I am currently reading my way through a long list of science fiction and fantasy titles. (http://www.npr.org/2011/08/07/138938145/science-fiction-and-fantasy-finalists if you are interested in the list).
Mercy is smart enough to realize that when it comes to the magical fae, the less you know, the better. But you can't always get what you want. When she attempts to return a powerful fae she previously borrowed in an act of desperation, she finds the bookstore locked up and closed down.
It seems the book contains secrets - and the fae will do just about anything to keep it out of the wrong hands. And if that doesn't take enough of Mercy's attention, her friend Samuel is struggling with his wolf side - leaving Mercy to cover for him lest his own father declare Samuel's life forfeit.
All in all, Mercy has had better days.
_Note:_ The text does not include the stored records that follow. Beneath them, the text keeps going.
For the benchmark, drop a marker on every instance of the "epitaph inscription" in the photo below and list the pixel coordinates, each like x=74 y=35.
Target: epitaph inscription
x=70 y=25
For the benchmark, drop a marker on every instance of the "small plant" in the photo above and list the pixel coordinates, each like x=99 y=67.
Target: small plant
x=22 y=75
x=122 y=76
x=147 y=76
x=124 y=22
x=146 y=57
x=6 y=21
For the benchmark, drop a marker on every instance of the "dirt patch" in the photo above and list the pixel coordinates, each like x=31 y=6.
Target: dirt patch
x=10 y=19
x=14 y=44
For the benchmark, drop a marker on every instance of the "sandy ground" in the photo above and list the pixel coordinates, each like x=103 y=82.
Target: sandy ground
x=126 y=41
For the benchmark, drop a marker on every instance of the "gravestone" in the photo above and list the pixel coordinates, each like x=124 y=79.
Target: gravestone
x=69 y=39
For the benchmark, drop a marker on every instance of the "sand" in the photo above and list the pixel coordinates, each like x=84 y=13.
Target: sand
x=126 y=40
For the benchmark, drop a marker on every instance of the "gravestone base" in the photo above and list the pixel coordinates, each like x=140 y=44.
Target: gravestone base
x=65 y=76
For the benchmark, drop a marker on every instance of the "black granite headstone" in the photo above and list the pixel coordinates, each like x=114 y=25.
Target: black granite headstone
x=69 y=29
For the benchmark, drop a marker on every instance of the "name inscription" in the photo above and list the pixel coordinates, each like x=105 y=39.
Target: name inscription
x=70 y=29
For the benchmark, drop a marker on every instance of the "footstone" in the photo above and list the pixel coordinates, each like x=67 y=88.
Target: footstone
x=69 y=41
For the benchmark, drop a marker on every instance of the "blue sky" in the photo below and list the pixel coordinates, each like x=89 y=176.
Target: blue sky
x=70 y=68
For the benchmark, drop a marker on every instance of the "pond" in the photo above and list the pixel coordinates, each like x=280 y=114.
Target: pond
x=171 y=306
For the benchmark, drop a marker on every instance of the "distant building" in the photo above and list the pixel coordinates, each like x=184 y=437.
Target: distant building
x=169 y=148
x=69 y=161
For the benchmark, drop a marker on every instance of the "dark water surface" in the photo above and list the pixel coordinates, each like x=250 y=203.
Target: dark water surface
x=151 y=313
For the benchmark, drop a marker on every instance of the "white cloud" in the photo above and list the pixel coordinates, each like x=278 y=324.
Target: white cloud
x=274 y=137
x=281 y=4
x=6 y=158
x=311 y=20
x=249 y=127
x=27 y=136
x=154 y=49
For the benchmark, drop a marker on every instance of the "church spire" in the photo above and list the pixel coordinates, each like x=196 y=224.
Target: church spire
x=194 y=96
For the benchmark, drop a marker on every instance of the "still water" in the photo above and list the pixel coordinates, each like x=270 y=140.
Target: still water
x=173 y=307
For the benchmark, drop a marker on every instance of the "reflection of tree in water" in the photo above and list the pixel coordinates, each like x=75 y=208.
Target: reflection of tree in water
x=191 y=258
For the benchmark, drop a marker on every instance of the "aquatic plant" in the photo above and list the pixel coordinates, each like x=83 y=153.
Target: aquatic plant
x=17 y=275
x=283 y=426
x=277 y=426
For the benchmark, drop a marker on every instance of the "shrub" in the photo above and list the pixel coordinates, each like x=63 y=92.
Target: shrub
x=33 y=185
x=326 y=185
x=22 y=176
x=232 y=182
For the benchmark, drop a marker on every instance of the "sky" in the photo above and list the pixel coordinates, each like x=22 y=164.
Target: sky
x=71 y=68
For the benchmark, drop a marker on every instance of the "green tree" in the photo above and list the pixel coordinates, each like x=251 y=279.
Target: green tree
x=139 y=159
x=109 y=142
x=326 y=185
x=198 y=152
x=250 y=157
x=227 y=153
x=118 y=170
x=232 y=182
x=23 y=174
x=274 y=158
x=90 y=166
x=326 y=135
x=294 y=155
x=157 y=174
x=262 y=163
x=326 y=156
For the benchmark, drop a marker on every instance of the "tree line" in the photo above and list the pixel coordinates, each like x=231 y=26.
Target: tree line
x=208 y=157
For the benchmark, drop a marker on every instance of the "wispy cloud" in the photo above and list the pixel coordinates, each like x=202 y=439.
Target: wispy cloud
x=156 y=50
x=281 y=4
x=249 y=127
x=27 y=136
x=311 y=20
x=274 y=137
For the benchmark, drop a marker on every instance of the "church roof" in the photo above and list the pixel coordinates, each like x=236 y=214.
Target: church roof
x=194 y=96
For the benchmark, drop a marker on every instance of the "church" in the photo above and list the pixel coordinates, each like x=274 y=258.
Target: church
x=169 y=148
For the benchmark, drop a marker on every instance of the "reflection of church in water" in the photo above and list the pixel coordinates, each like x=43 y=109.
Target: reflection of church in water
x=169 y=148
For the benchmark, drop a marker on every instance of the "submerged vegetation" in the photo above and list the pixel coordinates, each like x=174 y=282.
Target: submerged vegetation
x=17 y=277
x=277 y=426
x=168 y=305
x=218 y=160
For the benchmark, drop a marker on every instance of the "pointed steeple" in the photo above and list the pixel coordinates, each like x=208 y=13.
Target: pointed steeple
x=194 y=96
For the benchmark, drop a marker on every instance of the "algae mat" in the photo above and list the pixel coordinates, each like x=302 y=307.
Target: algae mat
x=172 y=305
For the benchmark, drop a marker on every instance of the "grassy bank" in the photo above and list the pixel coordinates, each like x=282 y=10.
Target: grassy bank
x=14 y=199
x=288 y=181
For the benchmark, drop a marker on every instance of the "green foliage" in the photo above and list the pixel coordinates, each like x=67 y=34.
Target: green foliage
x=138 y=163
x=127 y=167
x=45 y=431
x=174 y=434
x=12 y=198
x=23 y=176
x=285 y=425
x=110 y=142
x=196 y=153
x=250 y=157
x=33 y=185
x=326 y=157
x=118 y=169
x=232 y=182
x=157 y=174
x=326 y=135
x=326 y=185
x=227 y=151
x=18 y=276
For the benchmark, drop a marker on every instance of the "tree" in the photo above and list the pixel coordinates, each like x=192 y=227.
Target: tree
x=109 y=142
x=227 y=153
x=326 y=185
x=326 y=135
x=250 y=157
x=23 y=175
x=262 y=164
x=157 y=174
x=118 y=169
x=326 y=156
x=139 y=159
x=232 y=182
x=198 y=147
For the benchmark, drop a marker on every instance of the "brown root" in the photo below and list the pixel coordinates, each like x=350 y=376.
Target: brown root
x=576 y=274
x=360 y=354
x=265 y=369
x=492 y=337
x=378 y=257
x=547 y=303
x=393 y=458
And if she isn't careful, she may not have many more...
I felt quite different this time around reading The Silver Borne. I’m willing to give it a full 4 stars, without reservation. I also enjoyed the Fae-ness of this installment much more this time around. Which brings me back to a thesis of mine, that some books need to be given second chances, when I’m in a different mood.
I’m still impatient will all the books that depict women’s relationships as competitive, rather than cooperative. Perhaps because I’ve encountered more collegial or friendly relationships with the women in my life, rather than competitiveness. There are always a slim minority of women who aren’t supportive, but I find far, far more who are willing to work together on things. If there’s more of this female competitiveness out there than I run into, I am most glad that I’ve got a better situation.
I am now declaring myself slump-free, this book having been the last step needed to rekindle my love of reading.